經由實驗可得，考慮到電子密度及電子溫度的影響因此製程壓力選用5mTorr最為恰當；至於功率可選用低功率500W；綜合以上參數，可於磁場組態40/12/22、氫稀釋比0.2、厚度20nm下獲得品質穩定的非晶矽鈍化薄膜。

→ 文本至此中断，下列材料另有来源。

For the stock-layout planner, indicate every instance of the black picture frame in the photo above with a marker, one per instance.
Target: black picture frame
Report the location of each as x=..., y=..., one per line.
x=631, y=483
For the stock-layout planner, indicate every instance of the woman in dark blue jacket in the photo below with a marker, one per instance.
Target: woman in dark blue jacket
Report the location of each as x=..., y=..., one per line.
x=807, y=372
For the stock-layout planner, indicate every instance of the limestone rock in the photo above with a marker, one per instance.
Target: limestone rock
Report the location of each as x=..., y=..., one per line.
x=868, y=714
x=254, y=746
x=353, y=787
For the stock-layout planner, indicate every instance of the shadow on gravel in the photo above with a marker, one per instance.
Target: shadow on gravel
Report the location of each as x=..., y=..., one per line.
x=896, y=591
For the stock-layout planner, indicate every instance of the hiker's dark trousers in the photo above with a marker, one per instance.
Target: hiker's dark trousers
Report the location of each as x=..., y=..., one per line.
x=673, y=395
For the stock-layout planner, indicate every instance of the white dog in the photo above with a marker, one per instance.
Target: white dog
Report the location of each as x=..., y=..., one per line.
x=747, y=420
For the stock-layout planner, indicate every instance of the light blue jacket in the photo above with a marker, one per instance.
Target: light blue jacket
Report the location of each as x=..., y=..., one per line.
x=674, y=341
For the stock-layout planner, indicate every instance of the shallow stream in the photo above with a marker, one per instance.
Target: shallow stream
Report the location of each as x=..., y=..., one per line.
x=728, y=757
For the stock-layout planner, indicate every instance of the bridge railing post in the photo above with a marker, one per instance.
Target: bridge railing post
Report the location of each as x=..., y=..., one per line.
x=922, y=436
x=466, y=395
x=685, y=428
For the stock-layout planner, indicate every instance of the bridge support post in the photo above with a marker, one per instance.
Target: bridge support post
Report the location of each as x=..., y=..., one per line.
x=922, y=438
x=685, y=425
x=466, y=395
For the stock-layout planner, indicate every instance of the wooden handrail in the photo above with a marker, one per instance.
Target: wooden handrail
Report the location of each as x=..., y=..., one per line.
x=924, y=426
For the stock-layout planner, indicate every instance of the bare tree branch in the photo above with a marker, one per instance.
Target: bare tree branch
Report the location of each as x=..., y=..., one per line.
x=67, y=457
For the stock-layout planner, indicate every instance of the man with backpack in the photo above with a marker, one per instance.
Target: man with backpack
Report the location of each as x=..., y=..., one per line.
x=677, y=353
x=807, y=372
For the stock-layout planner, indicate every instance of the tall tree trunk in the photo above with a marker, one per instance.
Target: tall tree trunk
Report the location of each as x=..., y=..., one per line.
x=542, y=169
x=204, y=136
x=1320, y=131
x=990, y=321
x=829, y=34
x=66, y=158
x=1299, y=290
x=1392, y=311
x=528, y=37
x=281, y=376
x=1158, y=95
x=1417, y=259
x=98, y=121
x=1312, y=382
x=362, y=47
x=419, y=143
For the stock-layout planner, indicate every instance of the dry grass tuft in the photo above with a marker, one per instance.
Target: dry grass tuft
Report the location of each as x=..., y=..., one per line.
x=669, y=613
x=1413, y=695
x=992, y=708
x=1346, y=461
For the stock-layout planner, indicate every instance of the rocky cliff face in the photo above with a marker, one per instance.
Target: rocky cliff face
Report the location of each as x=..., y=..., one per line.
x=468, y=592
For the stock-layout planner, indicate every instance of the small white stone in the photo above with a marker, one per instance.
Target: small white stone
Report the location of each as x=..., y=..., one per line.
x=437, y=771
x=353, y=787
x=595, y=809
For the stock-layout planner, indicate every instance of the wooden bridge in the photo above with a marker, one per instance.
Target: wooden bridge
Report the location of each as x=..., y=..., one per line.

本研究成功整合了OES、Langmuir probe、QMS，將SiH4消耗量、表面懸吊鍵數量作為預測薄膜沉積速率指標，使用SiH2/SiH3為薄膜品質之指標並將Si*/SiH*作為電子溫度指標。最後，以沉積非晶矽薄膜為例，解析ECR電漿沉膜機制。並可利用此結論，在尚未成長薄膜前，就先行營造出有利成長良好特性的薄膜生長環境，藉此減少製程之試誤時間。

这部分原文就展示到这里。